Встречалась и другая категория людей – жестоких и безразличных, которые просто не умели сочувствовать, представлять себе чужое горе, чужую боль. И наносили удары, мучили и убивали с полным бездушием, потому что они никогда не знали и не хотели знать евангельских истин о добре, любви и милости. Эти люди любили только себя.
Расскажу еще о нескольких тягостных днях в Ершах.

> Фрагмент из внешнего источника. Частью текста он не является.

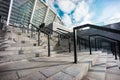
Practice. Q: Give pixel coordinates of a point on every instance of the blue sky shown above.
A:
(79, 12)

Бабушка Ляксандра умерла, и мы жили в избе одни. Юля была в больнице на дежурстве, я дома. С вечера слегка морозило. Ночью погода переменилась, утром с реки рваными клочьями пополз серый туман. Цепляясь за нижние ветки деревьев, кустарники, он падал в низины и медленно карабкался на склоны. Вначале пелена тумана стелилась по земле, и чудилось, что все закрыто серым и плотным одеялом, на котором поднимались мокрые деревья, крыши домов, верхушки заборов, но затем он стал подниматься к небу, стараясь слиться со свинцовыми облаками, неподвижно висевшими над миром.
Жду прихода Юли, время тянется мучительно и нудно.
Домашняя работа переделана, приготовлен обед, протоплена печь, наколоты дрова, несколько раз прочитано правило. В избе полутемно, керосина нет, лампадку не зажигаю, мало масла. Пробую уснуть, для того чтобы не видеть серого, грязного дня, мутной пелены тумана, отделившей от меня свет, солнце, лес, для того чтобы избавиться от мрачных мыслей, сковывающих сознание. Уснуть не удается. Тяжелые и серые мысли приходят одна за другой. В душу вползает тоска, гнетущая, пугающая так же, как туман, ползущий по земле и сжавший ее в своих объятиях.
Пробую бороться, но уныние, тоска, черные неумолимые мысли подламывают меня, обессиливают, сминают. Мечусь по избе, пытаюсь что-то делать – не помогает. Начинаю молиться, опускаюсь на колени, становится легче, но потом сбиваюсь, тревожные мысли вытесняют молитву, и опять наступает приступ страха, тревоги. В изнеможении падаю на лавку, зарываюсь головой в одеяло и начинаю рыдать, но темная, именно темная тоска одолевает все больше и больше, становится трудно дышать, думать.